Un follada objeto. Un consolador de carne. Un regazo sobre el que cabalgar. Un trozo de carne que respira, al fin y al cabo. No quiero hacerle daño, quiero usarlo para mi disfrute. No quiero que me bese ni me agarre el culo ni me muerda los pezones, quiero engancharle del pelo, echarle la cabeza hacia atrás , abrirle la boca y dejar caer mi saliva dentro de ella, colocarme con él entre mis piernas, agarrar su polla y metérmela despacio siendo muy cerda gimiéndole al oído. Solo gemidos, sin palabras,

Quiero la sensación de poder que da tener un cuerpo indefenso entre las piernas, follarle despacio, con sinuosos movimientos de cadera, y es otro de los momentos en los que veo la escena desde fuera, veo las botas y el tacón que dan la suficiente altura y estabilidad para realizar cualquier juego, bailarle encima en plan bailarina de streaptease con algún toquecito de fusta para que no se olvide de dónde está, y lo que podría pasar si opone algún tipo de resistencia…

 

Y entonces comienza un torrente de ideas influenciados por mil películas y videoclips y hay una mezcla de Flashdance pero con corpiño y tacones mezclado con Cabaret por aquello de que hay una silla (con un hombre encima, pero una silla en el fondo) pero lo que me tralla la cabeza es hacer el loco a lo videoclip Cradle of Love de Billy Idol (dios, ver este vídeo por primera vez siendo una tierna adolescente me marcó) y ya no sé si quiero hacer el cabra saltando o follarme al tio de la silla o las dos cosas a la vez o desatarlo y dejar que me meta una empotrada (últimamente me ha dado por las paredes, sí, tengo que hacer musculatura en los brazos y no sé me ocurre manera mejor que intentando que no me partan la nariz contra la pared mientras me dan desde detrás. Yo tengo mis propios ejercicios de Zumba, que pasa).

Pero no, siempre me tira más el rollo te ato, te amordazo y te ciego en esta canción porque para el momento pared si que le pongo cara (no me dejo empotrar por cualquiera) y no quiero asociarle la canción a nadie.

 

Así que yo lo que pretendía era escribir un relato que se leyera a la vez y coincidieran las partes y flipárais con lo bien que me habría quedado, y no puedo porque mi cerebro hace squirting cada vez que escucha la canción y es imposible poner en orden una sola idea.

 

Por cierto que este grupo suena en los podcast que perpetramos en La Letra Capital.

 

Ahora me estoy descojonando yo sola porque hace un rato hablando con mi socio podcastero de los oyentes y la promoción le he dicho que mis seguidores de twitter pasan de mi en ese tema en general, pero que hoy tenia un post para este blog que igual nos hacía ganar alguno más (yo ya sabiendo lo que había empezado a escribir aquí).

Así que estaba imaginando su wasap mañana por la mañana en plan “¿¡EN SERIO LLAMAS PROMOCIONAR A ESTO?? Eres una loca del coño” .

Aunque no lo hará porque ya sabe mi respuesta.

4 thoughts on “Canciones inspiradoras.

  1. Es promoción.

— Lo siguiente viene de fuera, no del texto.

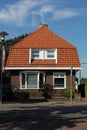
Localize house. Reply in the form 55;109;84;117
5;24;80;96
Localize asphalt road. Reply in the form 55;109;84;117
0;102;87;130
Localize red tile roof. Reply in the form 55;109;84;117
6;25;80;67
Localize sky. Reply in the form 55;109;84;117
0;0;87;75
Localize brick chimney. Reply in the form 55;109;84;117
39;24;48;28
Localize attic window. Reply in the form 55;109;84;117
31;49;57;63
45;49;55;59
53;72;66;89
32;49;40;59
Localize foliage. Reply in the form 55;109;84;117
62;88;76;98
40;83;53;99
80;78;87;83
0;34;28;56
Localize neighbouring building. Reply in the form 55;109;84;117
5;24;81;96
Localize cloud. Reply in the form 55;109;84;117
0;0;84;26
53;9;80;20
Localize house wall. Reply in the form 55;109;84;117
11;71;75;97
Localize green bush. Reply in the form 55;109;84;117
62;88;76;98
40;83;53;99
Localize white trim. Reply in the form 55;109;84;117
4;66;81;70
19;71;45;89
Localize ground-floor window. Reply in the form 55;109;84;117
53;72;66;89
20;72;45;89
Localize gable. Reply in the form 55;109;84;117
6;26;80;67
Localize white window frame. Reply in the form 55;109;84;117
53;72;66;89
20;71;39;89
19;71;45;89
31;49;41;59
44;49;56;59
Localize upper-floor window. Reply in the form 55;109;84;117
45;49;55;59
53;72;66;89
31;49;57;60
32;49;40;59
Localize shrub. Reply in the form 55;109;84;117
62;88;76;98
40;83;53;99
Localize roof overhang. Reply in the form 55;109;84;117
4;67;81;71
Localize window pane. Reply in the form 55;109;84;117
27;74;37;88
22;73;25;88
32;50;39;58
47;50;54;58
54;78;64;88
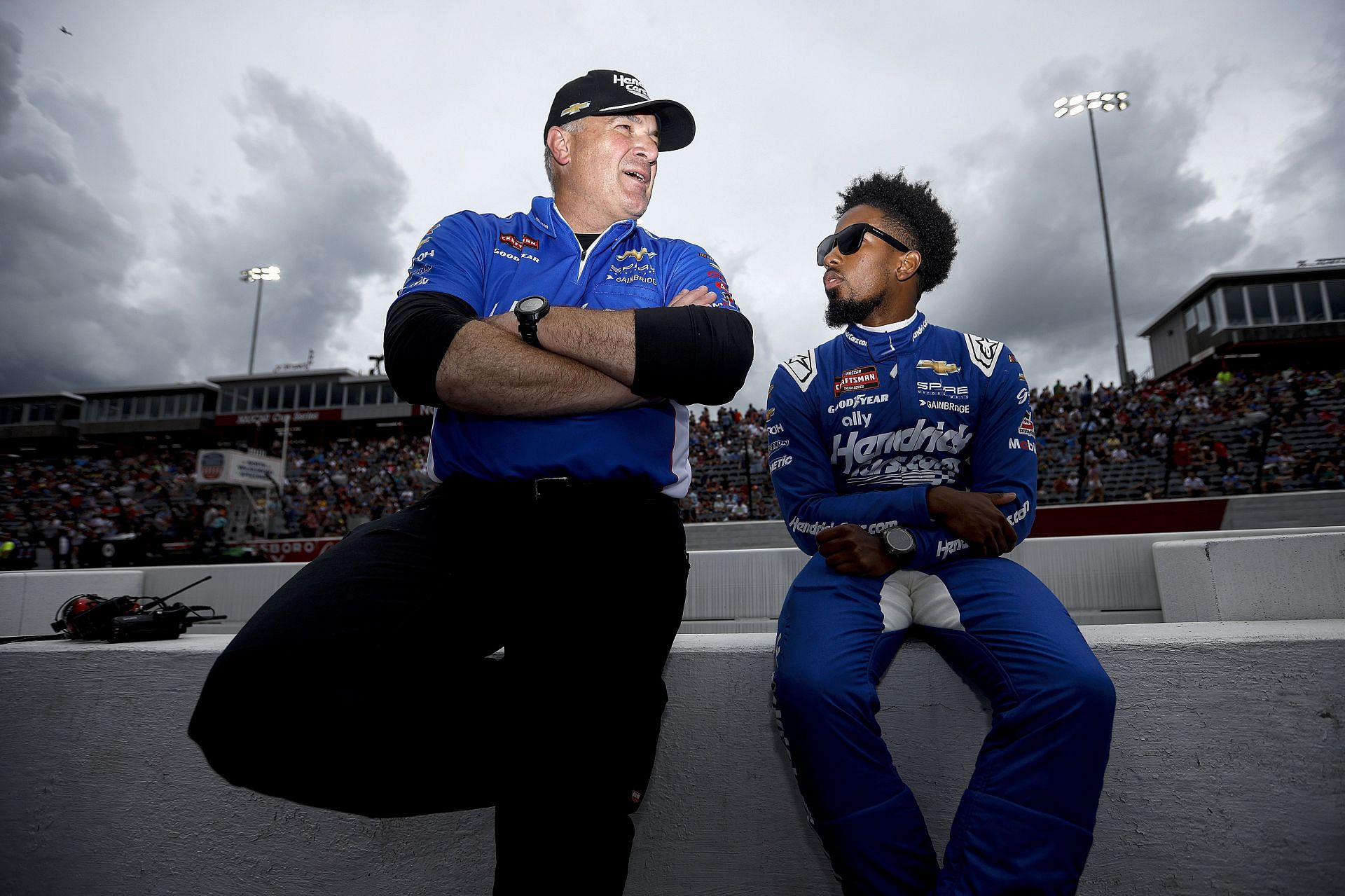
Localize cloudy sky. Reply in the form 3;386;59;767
0;0;1345;406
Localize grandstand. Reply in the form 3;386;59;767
0;367;1345;565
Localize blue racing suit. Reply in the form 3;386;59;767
396;196;737;498
765;313;1115;895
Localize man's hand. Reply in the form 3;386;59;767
668;287;719;308
925;485;1018;557
818;516;898;576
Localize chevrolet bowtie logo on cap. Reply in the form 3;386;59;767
542;69;696;152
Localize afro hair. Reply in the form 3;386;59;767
836;168;958;295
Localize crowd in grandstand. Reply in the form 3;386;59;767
0;370;1345;565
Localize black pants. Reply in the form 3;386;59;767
190;482;687;893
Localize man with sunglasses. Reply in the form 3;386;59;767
766;172;1115;896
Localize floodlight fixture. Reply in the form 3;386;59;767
1051;90;1130;383
238;265;280;375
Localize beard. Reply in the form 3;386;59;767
826;287;883;327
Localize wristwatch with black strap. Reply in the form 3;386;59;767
513;296;551;348
878;526;916;569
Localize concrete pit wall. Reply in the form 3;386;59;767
11;523;1345;635
0;621;1345;896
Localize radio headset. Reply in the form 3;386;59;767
0;576;228;645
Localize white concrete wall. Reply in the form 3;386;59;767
1152;532;1345;621
11;526;1345;635
0;621;1345;896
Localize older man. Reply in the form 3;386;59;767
191;70;752;893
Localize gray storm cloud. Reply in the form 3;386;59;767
0;23;406;392
923;57;1253;385
157;70;408;375
0;23;156;392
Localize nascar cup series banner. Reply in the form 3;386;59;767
196;448;285;488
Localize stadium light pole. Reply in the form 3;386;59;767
238;265;280;377
1054;90;1130;386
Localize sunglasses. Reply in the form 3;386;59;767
818;223;911;268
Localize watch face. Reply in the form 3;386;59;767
883;529;916;554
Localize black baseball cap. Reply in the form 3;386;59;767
542;69;696;152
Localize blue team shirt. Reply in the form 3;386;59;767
396;196;737;498
765;313;1037;572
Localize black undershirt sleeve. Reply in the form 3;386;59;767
383;292;476;406
630;305;752;405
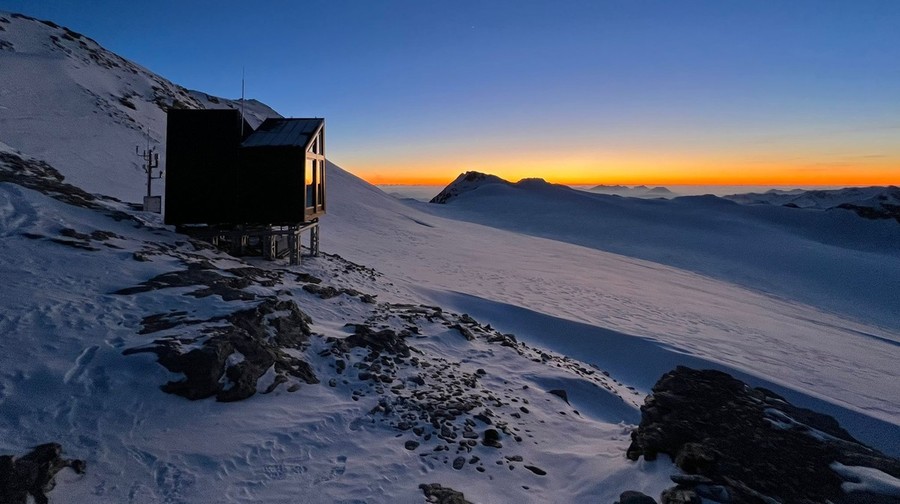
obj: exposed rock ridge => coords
[627,366,900,504]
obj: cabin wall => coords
[239,147,306,224]
[165,109,242,224]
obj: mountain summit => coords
[429,171,512,204]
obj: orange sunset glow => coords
[351,158,900,186]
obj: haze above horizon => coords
[3,0,900,186]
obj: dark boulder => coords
[0,443,86,504]
[627,366,900,504]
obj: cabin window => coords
[305,159,318,208]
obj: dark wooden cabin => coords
[165,109,325,227]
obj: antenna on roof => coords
[241,66,244,138]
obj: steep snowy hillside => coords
[0,11,278,201]
[0,155,688,503]
[0,9,900,504]
[323,166,900,451]
[420,172,900,330]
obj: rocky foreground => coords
[620,366,900,504]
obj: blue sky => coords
[3,0,900,183]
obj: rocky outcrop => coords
[627,366,900,504]
[419,483,472,504]
[123,299,319,402]
[0,443,86,504]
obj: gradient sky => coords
[0,0,900,185]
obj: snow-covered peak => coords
[431,171,509,203]
[588,184,675,198]
[0,12,278,201]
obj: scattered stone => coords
[660,487,700,504]
[525,465,547,476]
[419,483,472,504]
[547,389,569,404]
[615,490,656,504]
[481,429,503,448]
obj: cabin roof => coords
[241,118,325,147]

Gracias a ti casi borro la canción de tanto oírla jajajajaja

    El caso es que si escribes el relato yo quiero leerlo 🙂

    ¡Besos!

  2. A tí te la he metido por embudo por todos los sitios , fb, tw, aquí…jajaja PERO ES QUE MOLA MIL, REDIOS.

    Ahora que me acuerdo, también le pega a un relato tuyo que leí hace tiempo y me encantó 🙂 Algún día lo escribiré, cuando consiga dejar de bailar cada vez que suena y gritar Visions. Madremia como vengan en concierto.

    Besicos chula¡¡

  3. Ah, por cierto, hora del whatsapp 7:32 A.M. De un lunes.
    Hay que ser muy pervertido para haberme leído ya a esas horas.

  4. Me encanta el relato, lo re filmo! Y mas aun porque me vuelve loco la mujer con botas, y si sumamos la actitud de guacha turra… en fin …Pero puse la musica esa que posteas y no solo se me re bajó sino que me sentia un zombie nazi (un nuevo item en la cultura del espectaculo y los juegos de computadoras). Pero bueno , no te critico mas tus gustos musicales. Sino nuestro amor se diluirá como lagrimas en lalluvia (faa!!!!)